Strong families strong economies

6 Feb

More evidence concerning the most important but routinely ignored variable in social science.  From Patrick Fagan via the Public Discourse (the intro and conclusion):

Even if all the market reforms of the Washington think tanks, the Wall Street Journal, and Forbes Magazine were enacted, we’d still need to kiss the Great American Economy goodbye. Below the level of economic policy lies a society that is producing fewer people capable of hard work, especially married men with children. As the retreat from marriage continues apace, there are fewer and fewer of these men, resulting in a slowly, permanently decelerating economy.

When men get married, their sense of responsibility and drive to provide gives them the incentive to work much harder. This translates into an average 27-percent increase in their productivity and income. With the retreat from marriage, instead of this “marriage premium,” we get more single men (who work the least), more cohabiting men (who work less than married men), and more divorced men (who fall between the singles and cohabiters).

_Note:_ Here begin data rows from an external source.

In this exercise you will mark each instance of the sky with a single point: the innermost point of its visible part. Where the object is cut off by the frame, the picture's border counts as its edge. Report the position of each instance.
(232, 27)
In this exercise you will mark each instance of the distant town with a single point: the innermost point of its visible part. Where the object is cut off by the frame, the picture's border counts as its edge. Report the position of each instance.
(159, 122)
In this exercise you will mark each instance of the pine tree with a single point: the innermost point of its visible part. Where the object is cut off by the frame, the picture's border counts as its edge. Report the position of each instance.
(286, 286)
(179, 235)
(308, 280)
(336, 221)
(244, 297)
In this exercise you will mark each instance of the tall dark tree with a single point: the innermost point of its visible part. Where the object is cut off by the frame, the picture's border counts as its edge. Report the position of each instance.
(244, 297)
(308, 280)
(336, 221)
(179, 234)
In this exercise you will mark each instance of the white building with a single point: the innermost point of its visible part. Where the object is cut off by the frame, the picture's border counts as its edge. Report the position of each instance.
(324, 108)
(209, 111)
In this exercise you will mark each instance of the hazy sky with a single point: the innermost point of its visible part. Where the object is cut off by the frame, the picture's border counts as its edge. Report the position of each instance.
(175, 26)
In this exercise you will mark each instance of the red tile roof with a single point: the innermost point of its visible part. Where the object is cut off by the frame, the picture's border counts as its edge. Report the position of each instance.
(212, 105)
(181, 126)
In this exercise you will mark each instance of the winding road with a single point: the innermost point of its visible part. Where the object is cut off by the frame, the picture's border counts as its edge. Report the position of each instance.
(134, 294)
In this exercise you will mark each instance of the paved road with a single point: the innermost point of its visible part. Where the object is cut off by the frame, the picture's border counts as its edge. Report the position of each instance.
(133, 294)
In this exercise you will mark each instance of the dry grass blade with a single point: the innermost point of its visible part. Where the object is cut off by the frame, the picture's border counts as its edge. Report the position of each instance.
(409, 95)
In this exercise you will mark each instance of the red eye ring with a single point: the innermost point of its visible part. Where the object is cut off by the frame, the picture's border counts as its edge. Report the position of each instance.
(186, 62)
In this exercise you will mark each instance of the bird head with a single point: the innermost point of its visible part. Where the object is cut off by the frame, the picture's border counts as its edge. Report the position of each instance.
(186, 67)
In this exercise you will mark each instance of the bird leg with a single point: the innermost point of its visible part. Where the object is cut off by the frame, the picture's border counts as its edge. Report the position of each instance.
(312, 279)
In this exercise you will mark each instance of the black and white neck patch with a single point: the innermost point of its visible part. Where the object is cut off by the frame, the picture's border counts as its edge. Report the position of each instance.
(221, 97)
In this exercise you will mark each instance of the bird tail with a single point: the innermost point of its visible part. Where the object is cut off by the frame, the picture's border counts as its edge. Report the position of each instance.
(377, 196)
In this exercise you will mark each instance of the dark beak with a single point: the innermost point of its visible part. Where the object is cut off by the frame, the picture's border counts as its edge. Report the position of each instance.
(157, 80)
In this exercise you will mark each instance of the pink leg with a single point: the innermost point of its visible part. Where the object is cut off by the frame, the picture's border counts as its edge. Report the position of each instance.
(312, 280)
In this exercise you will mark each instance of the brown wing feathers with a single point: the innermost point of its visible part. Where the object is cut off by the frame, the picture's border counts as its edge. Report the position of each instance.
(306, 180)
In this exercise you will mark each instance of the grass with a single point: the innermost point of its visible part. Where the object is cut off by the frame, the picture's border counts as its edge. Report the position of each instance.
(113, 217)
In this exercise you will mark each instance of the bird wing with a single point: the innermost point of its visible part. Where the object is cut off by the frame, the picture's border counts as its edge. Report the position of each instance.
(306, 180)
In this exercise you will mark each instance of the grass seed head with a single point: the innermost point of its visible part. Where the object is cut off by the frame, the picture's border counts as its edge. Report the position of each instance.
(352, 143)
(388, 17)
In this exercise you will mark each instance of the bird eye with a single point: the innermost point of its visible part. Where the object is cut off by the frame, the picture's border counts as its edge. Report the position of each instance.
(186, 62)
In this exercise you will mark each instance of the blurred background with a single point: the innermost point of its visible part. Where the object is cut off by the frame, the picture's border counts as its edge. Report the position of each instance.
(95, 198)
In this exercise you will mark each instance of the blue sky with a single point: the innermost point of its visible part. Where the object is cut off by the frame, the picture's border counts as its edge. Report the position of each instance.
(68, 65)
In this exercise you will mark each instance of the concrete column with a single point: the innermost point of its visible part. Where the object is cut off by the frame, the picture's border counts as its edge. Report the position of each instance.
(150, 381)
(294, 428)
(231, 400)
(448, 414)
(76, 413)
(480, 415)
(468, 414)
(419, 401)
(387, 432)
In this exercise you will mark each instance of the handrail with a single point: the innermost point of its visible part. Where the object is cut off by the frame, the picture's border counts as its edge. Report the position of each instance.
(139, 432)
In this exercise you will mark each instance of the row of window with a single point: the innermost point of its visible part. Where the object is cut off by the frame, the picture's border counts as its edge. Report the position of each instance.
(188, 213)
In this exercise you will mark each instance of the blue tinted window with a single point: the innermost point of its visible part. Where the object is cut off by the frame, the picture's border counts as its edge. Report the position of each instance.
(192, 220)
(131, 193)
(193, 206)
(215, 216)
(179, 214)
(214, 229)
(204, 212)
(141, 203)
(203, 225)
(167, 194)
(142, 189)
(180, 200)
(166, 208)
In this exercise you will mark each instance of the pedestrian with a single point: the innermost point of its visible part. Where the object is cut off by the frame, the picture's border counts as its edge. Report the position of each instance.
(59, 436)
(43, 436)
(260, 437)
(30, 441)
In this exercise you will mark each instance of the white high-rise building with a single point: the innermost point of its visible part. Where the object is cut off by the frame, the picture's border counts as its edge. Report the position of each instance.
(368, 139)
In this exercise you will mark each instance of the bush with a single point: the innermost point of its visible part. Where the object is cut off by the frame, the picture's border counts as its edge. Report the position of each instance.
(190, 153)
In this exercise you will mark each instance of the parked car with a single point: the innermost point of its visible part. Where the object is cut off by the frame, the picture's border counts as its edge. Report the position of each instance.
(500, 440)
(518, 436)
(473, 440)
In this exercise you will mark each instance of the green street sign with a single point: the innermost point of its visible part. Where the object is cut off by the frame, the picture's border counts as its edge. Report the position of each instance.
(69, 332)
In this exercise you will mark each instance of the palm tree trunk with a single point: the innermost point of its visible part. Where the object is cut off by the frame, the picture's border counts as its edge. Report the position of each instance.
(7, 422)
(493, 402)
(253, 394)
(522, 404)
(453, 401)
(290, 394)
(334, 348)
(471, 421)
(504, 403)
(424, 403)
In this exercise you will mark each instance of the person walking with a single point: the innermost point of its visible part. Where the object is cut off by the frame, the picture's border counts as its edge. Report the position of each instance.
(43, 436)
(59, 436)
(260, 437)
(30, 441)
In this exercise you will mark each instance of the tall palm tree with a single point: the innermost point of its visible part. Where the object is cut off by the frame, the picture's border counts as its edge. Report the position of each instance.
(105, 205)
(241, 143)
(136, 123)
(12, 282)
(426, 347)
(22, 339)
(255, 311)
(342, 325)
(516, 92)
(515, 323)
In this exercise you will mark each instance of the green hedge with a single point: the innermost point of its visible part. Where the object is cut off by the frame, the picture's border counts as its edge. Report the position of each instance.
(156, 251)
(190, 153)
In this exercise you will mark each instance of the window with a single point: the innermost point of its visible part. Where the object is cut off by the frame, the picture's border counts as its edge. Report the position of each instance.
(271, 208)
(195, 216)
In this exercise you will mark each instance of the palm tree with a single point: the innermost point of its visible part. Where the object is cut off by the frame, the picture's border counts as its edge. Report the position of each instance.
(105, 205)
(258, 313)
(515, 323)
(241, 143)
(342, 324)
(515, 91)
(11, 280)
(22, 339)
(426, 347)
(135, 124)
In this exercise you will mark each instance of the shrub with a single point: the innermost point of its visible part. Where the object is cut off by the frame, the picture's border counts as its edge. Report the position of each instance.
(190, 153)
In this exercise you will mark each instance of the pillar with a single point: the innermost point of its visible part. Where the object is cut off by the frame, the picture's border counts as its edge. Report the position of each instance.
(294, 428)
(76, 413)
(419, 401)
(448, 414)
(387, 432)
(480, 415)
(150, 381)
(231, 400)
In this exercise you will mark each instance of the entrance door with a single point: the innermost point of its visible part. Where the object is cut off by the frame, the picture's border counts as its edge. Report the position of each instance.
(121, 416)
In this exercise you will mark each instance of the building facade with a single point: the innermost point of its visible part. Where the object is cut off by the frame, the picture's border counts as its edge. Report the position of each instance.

All this is visible in the changing work patterns of our country, resulting in real macro-economic consequences. Fifty years ago family life and the economy were quite different.

Around 1960, just prior to the sexual revolution, the United States was the world’s heavyweight champion in economic productivity and earnings. Today we can still lift a lot, but, to extend the metaphor, we are moving down to the middleweight class. My colleague Dr. Henry Potrykus has shown that divorce alone has reduced the annual growth rate of the economy by at least one sixth since the mid-1980s, which with its compounding effect is by now quite significant.

No matter which way you look at it—through the lens of income, savings, or poverty—marriage is the great engine of the economy, with every household a building block that either contributes or takes away, millions of times over. Put all these families together, and we have the team that runs the American economy.


The intact married family with children is the household that generates the productive work, income, and savings that purchase houses, food, cars, and clothing, use energy, send children to school, and save for college and weddings. It is of homes like this that the Nobel Laureate economist Gary Becker spoke when he said that “the mother at home raising her children contributes more to the economy than her husband out in the workforce.” If we want a vibrant economy, we must grow the best of children, just as the farmer who wants the best crops pays close attention to the timing of the seasons, and sows the best seed in the best soil he can.
Much like the farmer who neglects the basics, the peoples of Spain, Italy, and Greece have given up on traditional family life as the core of their culture and their future, and have vied with each other over the last few decades for the lowest fertility rate in the world. The finance ministers of the European Union (and the world) do not appear to have caught on to the economy-altering implications of this change, while we in the United States are well on our way to becoming a Spain, Italy, or Greece writ large, unless we again learn the fundamental law of the seasons of society’s regeneration, and the absolute necessity of the timely emergence of the young intact married family with children that worships God weekly.
But I suspect, as with crime and education, instead of identifying the main causes and promoting the best solutions, we’ll continue to fight over which color band-aid to apply to gaping wounds.
On another note, it is also necessary to point out that this problem is not clearly or easily addressed with the standard “movement” conservative lines (just cut taxes and unleash the free market).  Indeed, a case could be made that aspects of capitalism, as with an vast expansion of statist welfare policies and taxation, have contributed to the deterioration of the family.  This is something I’m currently looking into this possibility.  But as a classical conservative, the health of society and family is more important than unbridled capitalism.  The family is basic to human nature, part of the creational order, while markets are conventions of men and rightly subject to society’s control (same with the state).




4 Responses to “Strong families strong economies”

  1. John Morgan February 19, 2013 at 11:40 am #

    “With the retreat from marriage, instead of this “marriage premium,” we get more single men (who work the least), more cohabiting men (who work less than married men), and more divorced men (who fall between the singles and cohabiters).” I found that to be quite offensive. The number one reason American culture is in peril today is because marriage and family have have been placed on an alter of idolatry. It is homes like Apostle Paul’s where: “He that is unmarried careth for the things that belong to the Lord, how he may please the Lord.” The health of our society will continue on a terminal course of destruction as long as there is an imbalance between celibacy and marriage. John, St. Paul’s Call International


    • thereformedmind February 19, 2013 at 2:11 pm #

      Thanks for commenting John. The quote you refer to is simply a summary of sociological facts. Honestly, he didn’t say as much as he could have. Single-men cause more crime and are the least fatherly to the children they sire, as well, both in addition to their relative idleness with respect to work hours. Not every single-man behaves that way (I would suppose the self-consciously celibate men do not, though I’m guessing). But simply reporting facts as he has done is hardly a reason to be offended.


      • John Morgan February 19, 2013 at 4:33 pm #

        And girls raised by single mothers are 200% more likely to mare children out of wedlock, end up on welfare without a job, and depend on other tax paying americans to foot their bills. Just the facts.